Radicación no 74839 GERARDO BOTERO ZULUAGA Magistrado Ponente STL13467-2017 Radicación no 74839 Acta no30 Bogotá D.C., treinta (30) de agosto de dos mil diecisiete (2017).- Decide la Corte la impugnación interpuesta por el accionante ELISEO PÉREZ CAÑÓN contra la sentencia proferida por la SALA LABORAL DEL TRIBUNAL SUPERIOR DEL DISTRITO JUDICIAL DE BOGOTÁ, el 11 de julio de 2017, dentro de la acción de tutela que promovió ELISEO PÈREZ CAÑÓN contra los JUZGADOS TERCERO LABORAL DEL CIRCUITO y el SEGUNDO CIVIL MUNICIPAL DE PEQUEÑAS CAUSAS LABORALES DE BOGOTA D.C. I.

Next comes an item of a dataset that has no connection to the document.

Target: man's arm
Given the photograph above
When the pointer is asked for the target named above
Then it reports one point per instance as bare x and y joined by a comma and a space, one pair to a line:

ANTECEDENTES Eliseo Pérez Cañón, reclamó la protección de los derechos a la igualdad, al debido proceso, a la seguridad social en conexidad con el mínimo vital, y a la vida digna. Refirió que con resolución No. 111738 del 13 de julio de 2011, el ISS le reconoció la pensión de vejez bajo los parámetros del régimen de transición y el acuerdo 049 de 1900; que el 30 de diciembre de 1972 contrajo matrimonio católico con ALICIA SANTANDER DÍAZ, con quien ha convivido por espacio mayor de 44 años, y quien también depende económicamente de su pensión, dado que no cuenta con ingreso o renta propia; que el 17 de marzo de 2016, solicitó a Colpensiones el pago y reconocimiento del incremento por persona a cargo; que al haberse negado ese derecho, por conducto de apoderado judicial instauró demanda ordinaria laboral de única instancia para el reconocimiento de dicho incremento; que en sentencia del 15 de septiembre de 2015, el Juzgado Segundo Municipal de Pequeñas Causas Laborales, negó las pretensiones de la demanda y que el Juzgado Tercero laboral del Circuito de Bogotá, mediante proveído del 1 de diciembre de 2016, al resolver el grado de consulta confirmó la decisión de primera instancia. Indicó que con lo anterior se violan los derechos referidos y solicitó: “ (…) 2.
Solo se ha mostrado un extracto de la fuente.